Ross Douthat builds on my “GOP’s Vietnam” article and comes in for some flak from Kevin Drum, among others. Drum is right that Bush’s domestic agenda would have faced resistance, war or no war, but he misses the bigger picture of how the Iraq debacle has affected the GOP.

First, as Ross notes, the war re-energized the activist left. Howard Dean may have lost the Democratic nomination in 2003/4, but the “netroots” that grew from that campaign and from other forms of antiwar, anti-Bush activism became very important very quickly. There’s no doubt they contributed to Democratic congressional successes in 2006.

The war also played a role in getting veterans and even former Republicans, such as Jim Webb, to run for office as Democrats in ’06. These were not only strong candidates in their own right, they were candidates who helped dispel the notion of Democrats as uncomfortable with the military. (You might have thought the nomination of Vietnam combat veteran John Kerry in 2004 would have accomplished that, but for reasons I’ll discuss separately, it didn’t.)
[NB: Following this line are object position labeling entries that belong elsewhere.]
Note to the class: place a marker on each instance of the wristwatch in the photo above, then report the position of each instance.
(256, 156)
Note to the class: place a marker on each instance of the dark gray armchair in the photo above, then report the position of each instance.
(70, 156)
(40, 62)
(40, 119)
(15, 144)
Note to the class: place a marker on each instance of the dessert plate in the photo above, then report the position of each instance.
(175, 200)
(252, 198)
By 2007, opposition to the war was widespread enough to fuel an insurgency within the Republican Party itself. Going into the 2007/8 GOP presidential debates, no one would have picked the septuagenarian Rep. Ron Paul as a figure likely to build a mass movement—he seemed less well-positioned to do so than, say, anti-immigration leader Rep. Tom Tancredo or perhaps even Rep. Duncan Hunter. But Paul’s showdown with Rudy Giuliani over foreign policy in the South Carolina debate galvanized a new force in GOP politics.
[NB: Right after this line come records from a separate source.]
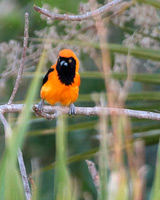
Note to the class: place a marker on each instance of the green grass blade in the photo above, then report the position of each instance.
(156, 186)
(62, 186)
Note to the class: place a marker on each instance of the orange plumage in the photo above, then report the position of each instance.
(61, 83)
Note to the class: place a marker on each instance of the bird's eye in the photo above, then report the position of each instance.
(70, 60)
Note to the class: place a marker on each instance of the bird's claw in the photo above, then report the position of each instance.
(72, 110)
(40, 105)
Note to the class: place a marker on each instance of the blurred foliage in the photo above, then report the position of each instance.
(82, 134)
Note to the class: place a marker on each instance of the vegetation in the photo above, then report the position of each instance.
(125, 163)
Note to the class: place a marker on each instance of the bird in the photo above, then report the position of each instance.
(61, 82)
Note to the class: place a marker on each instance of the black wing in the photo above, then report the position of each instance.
(45, 79)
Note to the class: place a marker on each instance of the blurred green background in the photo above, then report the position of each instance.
(82, 137)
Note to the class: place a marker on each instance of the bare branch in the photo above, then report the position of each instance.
(85, 16)
(52, 111)
(7, 128)
(8, 133)
(20, 70)
(93, 172)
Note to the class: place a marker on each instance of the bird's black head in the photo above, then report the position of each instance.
(66, 69)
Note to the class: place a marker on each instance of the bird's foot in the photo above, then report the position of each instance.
(72, 110)
(40, 105)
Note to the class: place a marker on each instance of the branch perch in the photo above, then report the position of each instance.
(85, 16)
(51, 112)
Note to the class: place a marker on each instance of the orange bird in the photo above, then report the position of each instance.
(62, 81)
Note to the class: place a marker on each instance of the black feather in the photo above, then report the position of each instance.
(45, 79)
(66, 74)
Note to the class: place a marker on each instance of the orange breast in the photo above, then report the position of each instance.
(53, 91)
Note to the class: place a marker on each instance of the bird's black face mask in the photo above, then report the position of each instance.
(66, 68)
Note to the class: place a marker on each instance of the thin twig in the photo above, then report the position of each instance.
(24, 175)
(93, 172)
(20, 70)
(85, 16)
(89, 111)
(8, 133)
(7, 128)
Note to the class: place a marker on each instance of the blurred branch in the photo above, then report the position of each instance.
(8, 133)
(93, 172)
(20, 70)
(85, 16)
(56, 110)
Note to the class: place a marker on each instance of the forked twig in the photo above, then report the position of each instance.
(20, 70)
(85, 16)
(8, 133)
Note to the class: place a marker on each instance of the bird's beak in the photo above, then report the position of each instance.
(63, 62)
That new force, of course, has special appeal on America’s campuses and among Republicans under 40. Several key congressional figures, including Sen. Rand Paul and Rep. Justin Amash, have arisen directly from or benefited from connection with this new force. It’s not just about foreign policy, but that was the spark at its moment of conception, so to speak. The fact that something like this exists on the right suggests just how thorough the country’s disillusionment with Bush-era foreign policy has been.
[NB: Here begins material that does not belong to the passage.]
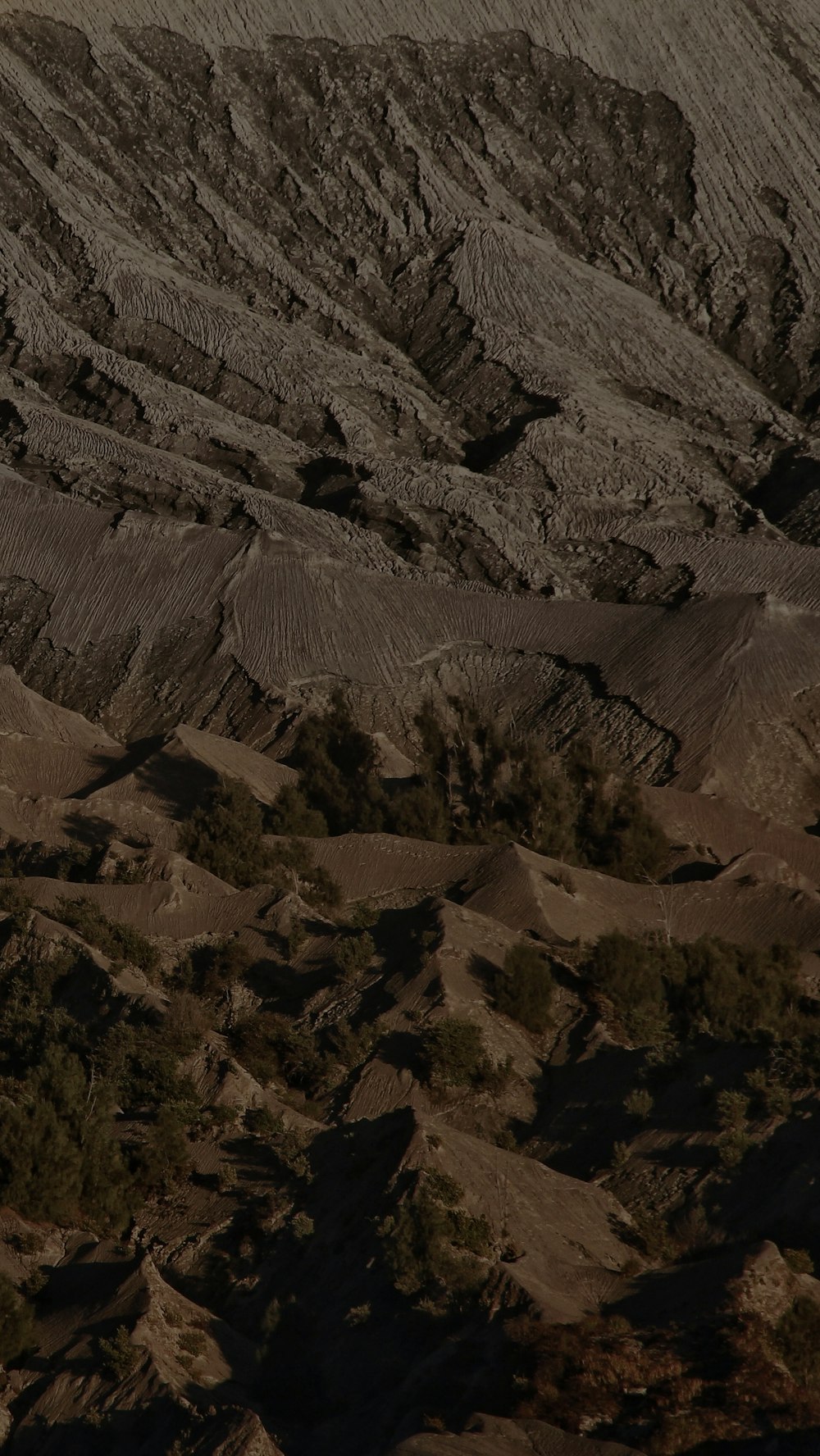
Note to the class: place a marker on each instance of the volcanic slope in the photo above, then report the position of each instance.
(461, 358)
(313, 1137)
The economic crash by itself would have doomed Republicans in 2008—at least it would probably have doomed the presidential nominee. But absent the crash, the war had already eroded the Republican brand considerably and was going to be a drag on GOP prospects in 2008 and 2012 whatever the state of the economy.

Those are short-term and fairly concrete consequences the war has had in domestic politics. (The “war” being not just Iraq but the “War on Terror”—of Iraq was the burning example.) My magazine essay attempts to tease out some longer-term implications.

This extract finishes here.